There was an error in the original publication [1]. In Equation (1), the global control parameter $K$ should be divided by the node degree $k$ in all calculations, which provides an overall shift of the synchronization point $K_c$ by a factor of 10 in case of $d=5$ lattices. To compensate for it, we added a division factor $k_i$ to Equation (1), which makes the results in $d=5$ comparable with former numerical findings.

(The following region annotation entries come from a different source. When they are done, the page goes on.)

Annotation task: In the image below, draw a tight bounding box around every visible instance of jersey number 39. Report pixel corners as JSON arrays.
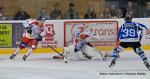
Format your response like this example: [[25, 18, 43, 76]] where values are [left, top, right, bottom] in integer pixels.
[[122, 29, 136, 37]]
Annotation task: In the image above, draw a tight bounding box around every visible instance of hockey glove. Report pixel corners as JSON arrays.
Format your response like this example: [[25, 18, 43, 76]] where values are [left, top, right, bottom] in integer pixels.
[[27, 28, 32, 34], [37, 36, 42, 41]]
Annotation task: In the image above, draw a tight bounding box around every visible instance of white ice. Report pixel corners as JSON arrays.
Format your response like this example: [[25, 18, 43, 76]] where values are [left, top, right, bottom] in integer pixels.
[[0, 51, 150, 79]]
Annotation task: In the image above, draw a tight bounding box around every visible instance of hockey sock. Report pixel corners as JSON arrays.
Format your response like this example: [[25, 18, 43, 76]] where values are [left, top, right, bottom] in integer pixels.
[[138, 52, 148, 63], [25, 49, 32, 56], [14, 48, 20, 55]]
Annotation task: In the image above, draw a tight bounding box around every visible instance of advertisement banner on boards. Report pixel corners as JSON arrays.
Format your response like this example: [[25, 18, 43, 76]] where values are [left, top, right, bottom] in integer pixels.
[[0, 24, 12, 48]]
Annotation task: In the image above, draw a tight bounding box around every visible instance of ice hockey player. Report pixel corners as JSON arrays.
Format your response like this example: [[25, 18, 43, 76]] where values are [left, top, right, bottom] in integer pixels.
[[109, 15, 150, 70], [10, 18, 46, 61], [62, 26, 103, 59]]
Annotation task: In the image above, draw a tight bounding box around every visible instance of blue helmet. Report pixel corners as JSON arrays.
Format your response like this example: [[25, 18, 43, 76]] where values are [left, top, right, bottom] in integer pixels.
[[124, 15, 132, 22]]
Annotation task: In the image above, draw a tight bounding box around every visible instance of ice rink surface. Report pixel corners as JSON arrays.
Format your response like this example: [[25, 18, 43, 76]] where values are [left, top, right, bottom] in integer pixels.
[[0, 51, 150, 79]]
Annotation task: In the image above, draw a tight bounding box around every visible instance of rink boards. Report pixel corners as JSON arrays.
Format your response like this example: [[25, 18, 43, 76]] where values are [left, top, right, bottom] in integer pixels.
[[0, 45, 150, 54]]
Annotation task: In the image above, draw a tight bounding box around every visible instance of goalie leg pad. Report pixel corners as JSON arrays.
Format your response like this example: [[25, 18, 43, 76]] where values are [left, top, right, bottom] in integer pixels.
[[135, 47, 148, 63]]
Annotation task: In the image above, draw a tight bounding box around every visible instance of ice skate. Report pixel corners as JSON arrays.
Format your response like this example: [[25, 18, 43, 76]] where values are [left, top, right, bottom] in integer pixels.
[[10, 54, 16, 59], [145, 63, 150, 70], [109, 58, 117, 68]]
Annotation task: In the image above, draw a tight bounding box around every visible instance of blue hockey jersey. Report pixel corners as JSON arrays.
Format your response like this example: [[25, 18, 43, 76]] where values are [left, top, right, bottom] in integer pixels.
[[118, 22, 147, 42]]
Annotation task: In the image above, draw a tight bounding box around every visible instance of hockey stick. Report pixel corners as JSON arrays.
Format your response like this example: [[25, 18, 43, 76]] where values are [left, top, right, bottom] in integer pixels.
[[49, 46, 68, 63]]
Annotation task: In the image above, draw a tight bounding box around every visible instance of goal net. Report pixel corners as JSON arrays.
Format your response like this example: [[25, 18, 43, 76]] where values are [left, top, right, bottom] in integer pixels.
[[64, 21, 118, 51]]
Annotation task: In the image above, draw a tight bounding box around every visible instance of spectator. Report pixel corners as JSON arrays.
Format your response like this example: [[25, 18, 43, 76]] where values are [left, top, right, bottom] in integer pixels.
[[50, 4, 63, 19], [64, 3, 79, 19], [101, 8, 111, 18], [14, 7, 30, 20], [110, 4, 117, 18], [84, 6, 96, 19], [0, 7, 8, 20], [127, 2, 137, 17], [37, 8, 50, 19]]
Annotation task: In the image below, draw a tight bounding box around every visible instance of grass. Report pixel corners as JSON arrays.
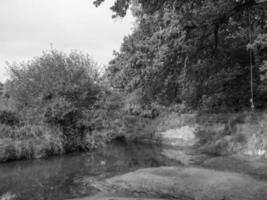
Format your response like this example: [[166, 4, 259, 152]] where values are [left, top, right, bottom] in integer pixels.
[[0, 125, 64, 162]]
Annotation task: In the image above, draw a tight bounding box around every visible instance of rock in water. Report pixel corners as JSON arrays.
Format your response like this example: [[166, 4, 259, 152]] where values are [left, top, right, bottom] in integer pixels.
[[85, 167, 267, 200]]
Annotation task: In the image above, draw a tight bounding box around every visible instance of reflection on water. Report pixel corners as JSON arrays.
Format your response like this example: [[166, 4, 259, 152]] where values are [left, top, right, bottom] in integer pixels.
[[0, 143, 180, 200]]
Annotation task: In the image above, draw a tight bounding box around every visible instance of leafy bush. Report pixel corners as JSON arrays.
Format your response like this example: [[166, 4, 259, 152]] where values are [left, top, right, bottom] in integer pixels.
[[0, 110, 20, 126], [7, 50, 99, 110]]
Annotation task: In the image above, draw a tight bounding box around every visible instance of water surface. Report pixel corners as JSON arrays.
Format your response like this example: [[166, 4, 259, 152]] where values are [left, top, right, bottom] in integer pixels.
[[0, 142, 180, 200]]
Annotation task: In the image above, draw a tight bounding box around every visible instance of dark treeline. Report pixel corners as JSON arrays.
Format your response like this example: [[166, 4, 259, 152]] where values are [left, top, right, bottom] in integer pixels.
[[97, 0, 267, 112]]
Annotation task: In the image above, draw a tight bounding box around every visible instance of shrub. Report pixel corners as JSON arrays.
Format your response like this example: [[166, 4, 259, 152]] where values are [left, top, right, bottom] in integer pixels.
[[0, 110, 20, 126], [7, 50, 99, 110]]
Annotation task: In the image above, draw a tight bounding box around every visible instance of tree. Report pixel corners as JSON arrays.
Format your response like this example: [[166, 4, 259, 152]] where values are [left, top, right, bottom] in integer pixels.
[[95, 0, 267, 109]]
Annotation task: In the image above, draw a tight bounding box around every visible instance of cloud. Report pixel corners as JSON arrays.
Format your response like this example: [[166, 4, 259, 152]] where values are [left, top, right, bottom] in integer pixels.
[[0, 0, 133, 81]]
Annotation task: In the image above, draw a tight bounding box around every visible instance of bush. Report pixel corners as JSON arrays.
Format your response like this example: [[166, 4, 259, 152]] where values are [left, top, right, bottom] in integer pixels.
[[7, 50, 99, 110], [0, 110, 20, 126]]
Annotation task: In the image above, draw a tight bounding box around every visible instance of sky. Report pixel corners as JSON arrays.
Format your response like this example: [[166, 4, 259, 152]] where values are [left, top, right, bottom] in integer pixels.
[[0, 0, 134, 82]]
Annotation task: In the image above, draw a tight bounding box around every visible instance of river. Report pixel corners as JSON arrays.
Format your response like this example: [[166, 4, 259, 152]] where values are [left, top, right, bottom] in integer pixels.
[[0, 142, 181, 200]]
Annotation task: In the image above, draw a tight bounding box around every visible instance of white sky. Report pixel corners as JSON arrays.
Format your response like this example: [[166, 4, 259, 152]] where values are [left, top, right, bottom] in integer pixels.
[[0, 0, 134, 81]]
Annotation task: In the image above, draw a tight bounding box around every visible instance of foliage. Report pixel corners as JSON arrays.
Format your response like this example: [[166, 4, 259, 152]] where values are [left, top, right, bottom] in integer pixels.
[[99, 0, 267, 111], [7, 50, 98, 109], [0, 110, 20, 126]]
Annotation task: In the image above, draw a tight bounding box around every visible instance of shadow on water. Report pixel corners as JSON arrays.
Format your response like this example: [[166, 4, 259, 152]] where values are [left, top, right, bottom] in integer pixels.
[[0, 142, 182, 200]]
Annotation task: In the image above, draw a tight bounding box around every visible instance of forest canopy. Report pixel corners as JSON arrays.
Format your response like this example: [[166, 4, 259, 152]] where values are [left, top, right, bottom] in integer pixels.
[[94, 0, 267, 111]]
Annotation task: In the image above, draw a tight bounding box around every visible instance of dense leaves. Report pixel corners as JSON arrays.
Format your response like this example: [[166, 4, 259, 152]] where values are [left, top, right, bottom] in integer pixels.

A correction has been made to Materials and Methods, paragraph 1:

“The model introduced by Kuramoto [5] is one of the most studied for oscillatory systems. In addition to the original global coupled system, we can define a locally coupled version on graphs [3], in which phases ${\theta }_i\left(t\right)$ located at $N$ nodes of a network follow the dynamical equation

$${\dot{\theta }}_i\left(t\right)={\omega }_i^0+{\displaystyle \frac{K}{k_i}}{\sum }_j{A}_{ij}\sin \left[{\theta }_j\right(t)-{\theta }_i(t\left)\right].$$

(1)

The global coupling $K$ (divided by the node degree $k_i$ of the $i$-th node) is the control parameter, by which it is possible to tune the system between asynchronous and synchronous states. The summation is performed over the nearest neighboring nodes, with connections described by the adjacency matrix $A_{ij}$ and ${\omega }_i^0$ denoting the quenched self-frequency of the $i$-th oscillator, which is chosen from a Gaussian distribution with zero mean and unit variance. When $A_{ij}$ describes a full graph, the dynamical behavior is of mean-field type [18]. The critical dynamical behavior has been explored on various random graphs [16,17]. In regular lattices synchronization, phase transition can happen only above the lower critical dimension $d_l^{-}=4$ [6]. In lower dimensions, a true singular phase transition in the $N\to \infty$ limit is not possible, but partial synchronization emerges with a smooth crossover if the oscillators are strongly coupled.”

Upgraded Figure

There is an update to Figure 3 in the original publication as published. “To check if there is a real phase transition with a critical point $K_c$ independent of the system size, the vertical axis for the inset of the fluctuation $\sigma \left(R\right)$ is rescaled with respected to the system size $N$, which shows the expected FSS in 5d.” The corrected Figure 3 appears below.

The authors state that the scientific conclusions are unaffected. This correction was approved by the Academic Editor. The original publication has also been updated.